Smartphone-based Eye Tracking System using Edge Intelligence and Model Optimisation
This addresses real-time interactive applications like games, VR, and AR on smartphones, but is incremental as it builds on existing CNN and RNN methods with optimisations.
The paper tackled low accuracy in smartphone-based eye tracking for video stimuli and computational constraints by developing CNN+LSTM and CNN+GRU models, achieving average RMSEs of 0.955 cm and 1.091 cm, and using model quantisation to reduce inference time by 21.72% and 19.50% on edge devices.

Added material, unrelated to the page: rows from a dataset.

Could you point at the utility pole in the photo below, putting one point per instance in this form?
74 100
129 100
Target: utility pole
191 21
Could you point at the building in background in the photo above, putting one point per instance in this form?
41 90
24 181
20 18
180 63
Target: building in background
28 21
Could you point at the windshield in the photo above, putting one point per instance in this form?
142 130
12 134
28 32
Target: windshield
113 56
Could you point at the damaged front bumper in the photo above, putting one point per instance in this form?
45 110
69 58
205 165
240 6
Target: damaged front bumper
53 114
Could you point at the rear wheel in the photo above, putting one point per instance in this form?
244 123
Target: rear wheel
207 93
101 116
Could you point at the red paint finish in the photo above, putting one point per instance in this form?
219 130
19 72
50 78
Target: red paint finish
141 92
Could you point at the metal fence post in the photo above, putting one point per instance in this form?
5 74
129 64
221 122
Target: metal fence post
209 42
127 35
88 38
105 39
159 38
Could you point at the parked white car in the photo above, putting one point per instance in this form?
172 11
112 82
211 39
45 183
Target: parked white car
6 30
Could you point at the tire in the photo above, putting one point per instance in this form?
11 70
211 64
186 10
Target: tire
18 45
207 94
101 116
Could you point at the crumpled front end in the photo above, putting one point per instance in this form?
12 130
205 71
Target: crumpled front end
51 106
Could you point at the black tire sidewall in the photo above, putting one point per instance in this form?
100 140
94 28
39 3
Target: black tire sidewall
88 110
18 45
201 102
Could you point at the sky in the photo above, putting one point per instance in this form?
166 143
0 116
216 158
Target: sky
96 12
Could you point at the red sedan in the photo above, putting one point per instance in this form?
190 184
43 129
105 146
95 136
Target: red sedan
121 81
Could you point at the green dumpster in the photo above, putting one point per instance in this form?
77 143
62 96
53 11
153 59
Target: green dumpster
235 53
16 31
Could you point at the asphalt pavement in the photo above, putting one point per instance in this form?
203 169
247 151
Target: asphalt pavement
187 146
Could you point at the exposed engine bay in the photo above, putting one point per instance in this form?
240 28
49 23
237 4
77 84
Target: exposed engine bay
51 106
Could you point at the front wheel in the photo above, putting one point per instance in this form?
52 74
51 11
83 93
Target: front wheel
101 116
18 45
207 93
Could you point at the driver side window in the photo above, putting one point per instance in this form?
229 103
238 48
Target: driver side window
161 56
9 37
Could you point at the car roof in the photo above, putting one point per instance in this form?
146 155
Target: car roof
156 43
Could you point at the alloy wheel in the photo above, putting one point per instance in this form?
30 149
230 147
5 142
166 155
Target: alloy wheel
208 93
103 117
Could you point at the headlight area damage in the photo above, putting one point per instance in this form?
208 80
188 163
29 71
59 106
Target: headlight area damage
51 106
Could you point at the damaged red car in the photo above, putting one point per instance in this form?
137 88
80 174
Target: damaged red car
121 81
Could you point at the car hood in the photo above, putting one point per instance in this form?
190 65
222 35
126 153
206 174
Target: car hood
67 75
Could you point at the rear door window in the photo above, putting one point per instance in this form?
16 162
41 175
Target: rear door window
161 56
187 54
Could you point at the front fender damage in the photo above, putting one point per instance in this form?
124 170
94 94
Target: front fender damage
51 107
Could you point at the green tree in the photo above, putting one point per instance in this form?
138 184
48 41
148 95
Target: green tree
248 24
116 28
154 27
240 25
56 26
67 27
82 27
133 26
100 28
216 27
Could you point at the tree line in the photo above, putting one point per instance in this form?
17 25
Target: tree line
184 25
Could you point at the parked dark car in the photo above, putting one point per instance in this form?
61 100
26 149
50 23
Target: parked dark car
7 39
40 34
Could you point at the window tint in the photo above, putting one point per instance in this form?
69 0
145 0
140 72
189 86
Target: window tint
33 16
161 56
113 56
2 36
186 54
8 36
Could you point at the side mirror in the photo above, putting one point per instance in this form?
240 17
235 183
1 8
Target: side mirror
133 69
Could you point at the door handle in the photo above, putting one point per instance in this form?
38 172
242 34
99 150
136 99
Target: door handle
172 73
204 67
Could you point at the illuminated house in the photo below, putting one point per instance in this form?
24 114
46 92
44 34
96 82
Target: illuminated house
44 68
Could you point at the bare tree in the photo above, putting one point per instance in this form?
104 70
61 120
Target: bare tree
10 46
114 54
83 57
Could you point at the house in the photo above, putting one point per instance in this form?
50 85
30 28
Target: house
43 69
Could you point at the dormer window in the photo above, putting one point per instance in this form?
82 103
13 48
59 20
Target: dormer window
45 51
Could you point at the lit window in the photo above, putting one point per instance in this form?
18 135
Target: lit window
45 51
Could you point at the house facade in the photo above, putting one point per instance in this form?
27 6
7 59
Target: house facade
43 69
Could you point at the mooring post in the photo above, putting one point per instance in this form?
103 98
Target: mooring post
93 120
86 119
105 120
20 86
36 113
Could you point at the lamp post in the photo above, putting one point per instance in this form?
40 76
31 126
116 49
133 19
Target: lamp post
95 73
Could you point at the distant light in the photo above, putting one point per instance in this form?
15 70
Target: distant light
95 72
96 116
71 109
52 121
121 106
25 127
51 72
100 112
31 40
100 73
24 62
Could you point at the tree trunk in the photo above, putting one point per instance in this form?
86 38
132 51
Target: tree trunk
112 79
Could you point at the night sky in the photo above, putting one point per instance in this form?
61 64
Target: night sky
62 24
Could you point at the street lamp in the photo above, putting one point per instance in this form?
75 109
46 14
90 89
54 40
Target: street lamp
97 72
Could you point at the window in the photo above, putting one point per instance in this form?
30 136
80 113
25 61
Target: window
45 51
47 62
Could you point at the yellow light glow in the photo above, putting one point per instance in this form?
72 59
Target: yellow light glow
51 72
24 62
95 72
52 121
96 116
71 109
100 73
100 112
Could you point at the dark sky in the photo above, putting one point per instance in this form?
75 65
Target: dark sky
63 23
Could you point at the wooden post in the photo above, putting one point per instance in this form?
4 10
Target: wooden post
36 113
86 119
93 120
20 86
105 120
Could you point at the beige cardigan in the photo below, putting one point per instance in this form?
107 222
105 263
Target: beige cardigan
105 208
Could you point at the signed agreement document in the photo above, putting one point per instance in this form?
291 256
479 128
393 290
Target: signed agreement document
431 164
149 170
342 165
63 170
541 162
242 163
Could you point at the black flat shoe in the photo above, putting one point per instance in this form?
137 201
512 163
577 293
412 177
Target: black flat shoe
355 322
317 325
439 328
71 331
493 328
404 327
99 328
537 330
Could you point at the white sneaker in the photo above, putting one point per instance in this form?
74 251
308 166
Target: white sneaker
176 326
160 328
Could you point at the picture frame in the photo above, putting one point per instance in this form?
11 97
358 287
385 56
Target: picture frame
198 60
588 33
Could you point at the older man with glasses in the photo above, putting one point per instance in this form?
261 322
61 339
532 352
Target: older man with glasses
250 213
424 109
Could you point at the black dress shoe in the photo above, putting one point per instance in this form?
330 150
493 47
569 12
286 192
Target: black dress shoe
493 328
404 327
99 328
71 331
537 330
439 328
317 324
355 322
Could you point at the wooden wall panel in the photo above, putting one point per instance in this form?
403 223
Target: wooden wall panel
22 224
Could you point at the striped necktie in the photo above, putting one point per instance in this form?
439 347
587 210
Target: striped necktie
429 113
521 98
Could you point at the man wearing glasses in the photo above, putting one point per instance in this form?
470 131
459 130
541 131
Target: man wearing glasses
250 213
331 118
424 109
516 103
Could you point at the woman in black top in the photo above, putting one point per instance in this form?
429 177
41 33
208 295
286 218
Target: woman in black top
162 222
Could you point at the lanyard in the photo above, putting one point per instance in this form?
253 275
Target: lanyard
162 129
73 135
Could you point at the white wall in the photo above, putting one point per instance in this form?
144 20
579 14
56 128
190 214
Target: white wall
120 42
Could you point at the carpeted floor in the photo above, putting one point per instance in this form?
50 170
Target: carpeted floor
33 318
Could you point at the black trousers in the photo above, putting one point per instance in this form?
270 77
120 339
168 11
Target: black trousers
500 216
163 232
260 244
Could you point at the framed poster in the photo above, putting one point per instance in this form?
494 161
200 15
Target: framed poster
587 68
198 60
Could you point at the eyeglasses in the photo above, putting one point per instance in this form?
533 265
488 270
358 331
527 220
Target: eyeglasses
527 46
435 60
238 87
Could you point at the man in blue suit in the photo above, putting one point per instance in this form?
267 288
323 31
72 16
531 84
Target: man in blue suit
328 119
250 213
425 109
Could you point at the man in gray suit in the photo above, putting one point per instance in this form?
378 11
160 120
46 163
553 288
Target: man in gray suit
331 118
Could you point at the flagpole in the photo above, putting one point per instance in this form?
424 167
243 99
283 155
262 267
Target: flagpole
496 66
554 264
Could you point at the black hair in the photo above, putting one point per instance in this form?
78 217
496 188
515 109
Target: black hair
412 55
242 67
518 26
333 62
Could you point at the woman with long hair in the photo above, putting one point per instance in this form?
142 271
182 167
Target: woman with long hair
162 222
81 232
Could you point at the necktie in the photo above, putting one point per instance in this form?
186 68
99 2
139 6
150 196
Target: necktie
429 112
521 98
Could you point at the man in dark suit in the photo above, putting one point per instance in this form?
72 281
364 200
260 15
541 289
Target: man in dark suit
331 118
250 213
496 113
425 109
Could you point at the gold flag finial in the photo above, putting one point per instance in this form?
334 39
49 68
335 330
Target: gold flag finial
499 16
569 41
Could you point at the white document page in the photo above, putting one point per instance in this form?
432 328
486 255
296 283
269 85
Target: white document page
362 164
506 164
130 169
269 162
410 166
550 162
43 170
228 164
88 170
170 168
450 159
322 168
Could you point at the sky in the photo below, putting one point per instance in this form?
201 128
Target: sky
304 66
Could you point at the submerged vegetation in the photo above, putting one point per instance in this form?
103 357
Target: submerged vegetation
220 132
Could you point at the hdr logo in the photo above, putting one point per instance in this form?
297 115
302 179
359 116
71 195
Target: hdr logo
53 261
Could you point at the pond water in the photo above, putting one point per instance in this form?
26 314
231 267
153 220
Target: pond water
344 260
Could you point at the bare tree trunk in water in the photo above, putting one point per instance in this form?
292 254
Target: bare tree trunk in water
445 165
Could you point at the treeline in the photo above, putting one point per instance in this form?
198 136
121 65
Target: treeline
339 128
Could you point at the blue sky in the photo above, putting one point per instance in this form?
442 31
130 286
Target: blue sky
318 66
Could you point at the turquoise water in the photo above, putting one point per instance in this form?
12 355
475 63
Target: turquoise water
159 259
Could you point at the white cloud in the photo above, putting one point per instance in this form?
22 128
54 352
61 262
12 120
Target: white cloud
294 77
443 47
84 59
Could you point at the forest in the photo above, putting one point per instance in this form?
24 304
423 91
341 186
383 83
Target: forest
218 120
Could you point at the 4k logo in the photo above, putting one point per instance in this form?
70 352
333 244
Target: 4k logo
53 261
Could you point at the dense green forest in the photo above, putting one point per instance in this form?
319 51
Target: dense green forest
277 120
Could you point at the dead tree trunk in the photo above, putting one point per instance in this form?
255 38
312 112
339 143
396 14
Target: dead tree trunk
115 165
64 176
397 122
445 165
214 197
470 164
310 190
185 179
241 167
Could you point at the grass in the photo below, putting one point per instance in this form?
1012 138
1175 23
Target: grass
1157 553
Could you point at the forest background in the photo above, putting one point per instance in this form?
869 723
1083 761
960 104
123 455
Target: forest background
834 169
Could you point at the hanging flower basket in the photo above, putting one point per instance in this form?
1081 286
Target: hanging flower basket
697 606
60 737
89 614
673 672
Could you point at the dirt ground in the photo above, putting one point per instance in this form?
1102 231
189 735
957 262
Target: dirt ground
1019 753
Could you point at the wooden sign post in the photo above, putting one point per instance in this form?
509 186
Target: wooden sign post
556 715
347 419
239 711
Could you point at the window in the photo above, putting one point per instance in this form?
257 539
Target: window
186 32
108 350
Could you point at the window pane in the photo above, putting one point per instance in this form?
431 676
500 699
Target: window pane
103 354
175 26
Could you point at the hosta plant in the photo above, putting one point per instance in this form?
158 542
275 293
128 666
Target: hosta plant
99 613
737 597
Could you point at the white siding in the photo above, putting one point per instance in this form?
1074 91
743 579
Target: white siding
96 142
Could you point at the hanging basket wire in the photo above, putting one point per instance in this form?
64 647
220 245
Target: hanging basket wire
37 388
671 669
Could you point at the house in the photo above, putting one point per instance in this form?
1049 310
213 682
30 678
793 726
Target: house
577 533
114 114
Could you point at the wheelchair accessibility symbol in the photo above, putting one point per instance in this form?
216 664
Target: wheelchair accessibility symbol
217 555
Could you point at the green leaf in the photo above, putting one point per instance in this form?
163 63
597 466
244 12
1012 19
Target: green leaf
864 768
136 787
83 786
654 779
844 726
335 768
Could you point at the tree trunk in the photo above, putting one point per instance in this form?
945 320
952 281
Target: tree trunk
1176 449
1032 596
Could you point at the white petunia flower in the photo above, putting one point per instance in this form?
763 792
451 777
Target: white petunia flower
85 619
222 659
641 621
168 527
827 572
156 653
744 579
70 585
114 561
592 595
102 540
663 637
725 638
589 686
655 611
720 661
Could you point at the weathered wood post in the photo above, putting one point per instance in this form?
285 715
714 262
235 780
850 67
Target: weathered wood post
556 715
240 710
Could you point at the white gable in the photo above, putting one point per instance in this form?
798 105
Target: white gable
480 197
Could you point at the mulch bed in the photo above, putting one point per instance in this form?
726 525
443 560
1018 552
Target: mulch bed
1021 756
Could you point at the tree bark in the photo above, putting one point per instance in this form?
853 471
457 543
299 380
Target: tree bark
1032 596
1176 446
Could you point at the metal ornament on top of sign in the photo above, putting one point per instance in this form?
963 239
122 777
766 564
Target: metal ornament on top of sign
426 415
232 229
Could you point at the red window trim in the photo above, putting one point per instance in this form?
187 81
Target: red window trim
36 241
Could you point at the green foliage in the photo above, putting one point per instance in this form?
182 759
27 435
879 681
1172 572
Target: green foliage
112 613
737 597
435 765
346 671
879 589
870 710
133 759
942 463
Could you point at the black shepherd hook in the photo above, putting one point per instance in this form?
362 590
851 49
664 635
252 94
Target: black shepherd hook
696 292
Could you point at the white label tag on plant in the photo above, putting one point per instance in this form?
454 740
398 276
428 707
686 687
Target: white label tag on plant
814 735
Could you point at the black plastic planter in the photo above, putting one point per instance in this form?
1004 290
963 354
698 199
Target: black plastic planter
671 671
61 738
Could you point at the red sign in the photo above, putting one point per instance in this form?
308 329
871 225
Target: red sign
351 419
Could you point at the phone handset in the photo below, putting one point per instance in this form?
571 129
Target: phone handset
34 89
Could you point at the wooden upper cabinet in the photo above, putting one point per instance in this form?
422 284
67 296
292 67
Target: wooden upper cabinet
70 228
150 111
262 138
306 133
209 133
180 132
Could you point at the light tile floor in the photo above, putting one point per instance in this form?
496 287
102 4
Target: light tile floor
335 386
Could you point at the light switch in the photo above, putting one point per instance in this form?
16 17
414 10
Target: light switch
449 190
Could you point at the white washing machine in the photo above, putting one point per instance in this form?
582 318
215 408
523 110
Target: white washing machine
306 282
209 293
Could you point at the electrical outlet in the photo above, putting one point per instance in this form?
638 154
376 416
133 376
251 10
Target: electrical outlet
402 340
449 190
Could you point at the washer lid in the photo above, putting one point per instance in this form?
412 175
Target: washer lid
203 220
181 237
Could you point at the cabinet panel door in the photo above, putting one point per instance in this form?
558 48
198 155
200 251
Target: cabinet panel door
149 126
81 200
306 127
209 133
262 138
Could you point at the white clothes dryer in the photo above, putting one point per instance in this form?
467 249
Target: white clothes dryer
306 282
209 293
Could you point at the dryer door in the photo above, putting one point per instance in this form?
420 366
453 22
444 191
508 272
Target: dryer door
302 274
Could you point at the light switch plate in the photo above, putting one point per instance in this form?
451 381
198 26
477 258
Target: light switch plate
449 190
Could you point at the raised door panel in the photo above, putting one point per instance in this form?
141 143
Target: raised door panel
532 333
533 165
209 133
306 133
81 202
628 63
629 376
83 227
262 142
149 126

A significant limitation of current smartphone-based eye-tracking algorithms is their low accuracy when applied to video-type visual stimuli, as they are typically trained on static images. Also, the increasing demand for real-time interactive applications like games, VR, and AR on smartphones requires overcoming the limitations posed by resource constraints such as limited computational power, battery life, and network bandwidth. Therefore, we developed two new smartphone eye-tracking techniques for video-type visuals by combining Convolutional Neural Networks (CNN) with two different Recurrent Neural Networks (RNN), namely Long Short Term Memory (LSTM) and Gated Recurrent Unit (GRU). Our CNN+LSTM and CNN+GRU models achieved an average Root Mean Square Error of 0.955 cm and 1.091 cm, respectively. To address the computational constraints of smartphones, we developed an edge intelligence architecture to enhance the performance of smartphone-based eye tracking. We applied various optimisation methods like quantisation and pruning to deep learning models for better energy, CPU, and memory usage on edge devices, focusing on real-time processing. Using model quantisation, the model inference time in the CNN+LSTM and CNN+GRU models was reduced by 21.72% and 19.50%, respectively, on edge devices.